There have been countless reports throughout the past year of children mistakenly running up eye-watering bills in games that their parents were led to believe were free. Earlier this year, one young boy ran up a £3,700 bill following an in-app splurge in PopCap’s Plants Vs. Zombies among other games – an event that saw the boy’s father report him to Action Fraud.
Such negative press has seen Ofcom launch an investigation into these apps, with the possiblity of legislation being brought in, while Apple has introduced stricter guidelines to the App Store. But the damage has been done?
“I don’t think so. People are spending more on mobile, especially on in-app purchases,” says Rob Kinder, marketing director at Jagex. “The more people get involved in mobile gaming, the more we are likely to see these kinds of horror stories.
“It’s the user’s responsibility to ensure their device is secure, locking off certain content to younger users.”
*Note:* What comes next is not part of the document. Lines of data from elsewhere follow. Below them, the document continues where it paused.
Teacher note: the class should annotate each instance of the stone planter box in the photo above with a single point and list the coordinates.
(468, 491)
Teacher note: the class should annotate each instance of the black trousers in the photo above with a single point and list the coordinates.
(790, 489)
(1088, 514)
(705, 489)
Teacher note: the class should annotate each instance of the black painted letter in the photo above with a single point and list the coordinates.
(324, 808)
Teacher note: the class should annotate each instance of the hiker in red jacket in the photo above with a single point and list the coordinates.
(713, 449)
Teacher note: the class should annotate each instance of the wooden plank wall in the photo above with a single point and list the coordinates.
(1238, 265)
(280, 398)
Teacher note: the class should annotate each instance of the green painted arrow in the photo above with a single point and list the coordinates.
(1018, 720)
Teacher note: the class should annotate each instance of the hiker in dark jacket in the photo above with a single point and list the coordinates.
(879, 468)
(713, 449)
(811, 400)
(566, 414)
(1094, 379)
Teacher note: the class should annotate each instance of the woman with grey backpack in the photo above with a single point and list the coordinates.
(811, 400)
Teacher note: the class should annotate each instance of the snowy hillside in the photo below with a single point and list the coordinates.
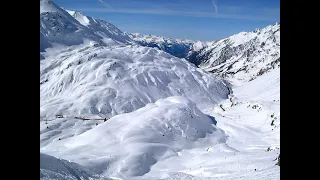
(106, 81)
(94, 79)
(113, 109)
(58, 27)
(243, 56)
(175, 47)
(54, 168)
(101, 27)
(130, 144)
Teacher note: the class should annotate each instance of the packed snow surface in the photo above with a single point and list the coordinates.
(110, 109)
(107, 81)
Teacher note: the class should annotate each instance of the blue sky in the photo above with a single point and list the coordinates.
(189, 19)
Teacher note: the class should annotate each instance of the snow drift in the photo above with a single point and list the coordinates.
(127, 145)
(54, 168)
(107, 81)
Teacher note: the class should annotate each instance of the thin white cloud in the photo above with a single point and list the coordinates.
(183, 13)
(105, 4)
(215, 5)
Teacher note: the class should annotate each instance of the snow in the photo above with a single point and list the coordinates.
(54, 168)
(57, 26)
(111, 80)
(110, 109)
(129, 144)
(242, 57)
(175, 47)
(221, 145)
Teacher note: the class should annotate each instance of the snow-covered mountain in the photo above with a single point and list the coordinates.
(86, 80)
(175, 47)
(243, 56)
(116, 110)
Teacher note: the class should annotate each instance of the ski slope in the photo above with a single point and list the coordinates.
(172, 139)
(164, 117)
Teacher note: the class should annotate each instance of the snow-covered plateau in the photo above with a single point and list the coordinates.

CCP Games targets a different audience with Eve: Online and Dust 514. But CEO David Reid reiterates that the responsibility of safeguarding those vulnerable from spending real money unknowingly lies with parents.
“If there is a backlash it’s through a feeling
of exploitation rather than deception –
gamers feel they have to spend more to
get something they thought should be
part of the core proposition.”
David Reid, CCP
“Parents have learned they need to keep an eye on what their children are doing online – they need to monitor what their children are doing in the app stores,” says Reid.
But while the likes of Eve and Dust target players who are responsible for their own income, a high number of titles on digital marketplaces do target children. Games such as The Simpsons: Tapped Out and The Smurfs target broad audiences that certainly include younger gamers.
But Reid feels the media scare stories happen because customers feel exploited.
Reid adds: “If there is a backlash it’s through a feeling of exploitation rather than deception – gamers feel they have to spend more to get something they thought should be part of the core proposition.”
Kabam is now the world’s No.6 mobile F2P developer and its titles – which includeThe Godfather, The Hobbit and Kingdoms of Camelot – cover a wide audience.
But studio president Andrew Sheppard isn’t concerned about the negative press and says it won’t slow down the growth of the sector.
“I understand the concerns given the heritage of the medium,” says Sheppard. “But F2P is marching forward on at a relentless rate. The mobile version of Fast & Furious 6: The Game received a higher Metacritic score than the console equivalent. You can expect more of this to happen in coming years.”
Kinder adds that F2P will always face its challenges and critics within the media. It’s up to the firm’s behind the games themselves to better educate gamers and reverse the negative image surrounding micro-transactions.
“Anything that purports to offer choice and value, but actually puts up barriers and costs money, will be seen as negative.
“This is the way F2P is often seen and it’s our job to convince people otherwise. The issue is not with the model, but the way it is implemented, and also how it is communicated.”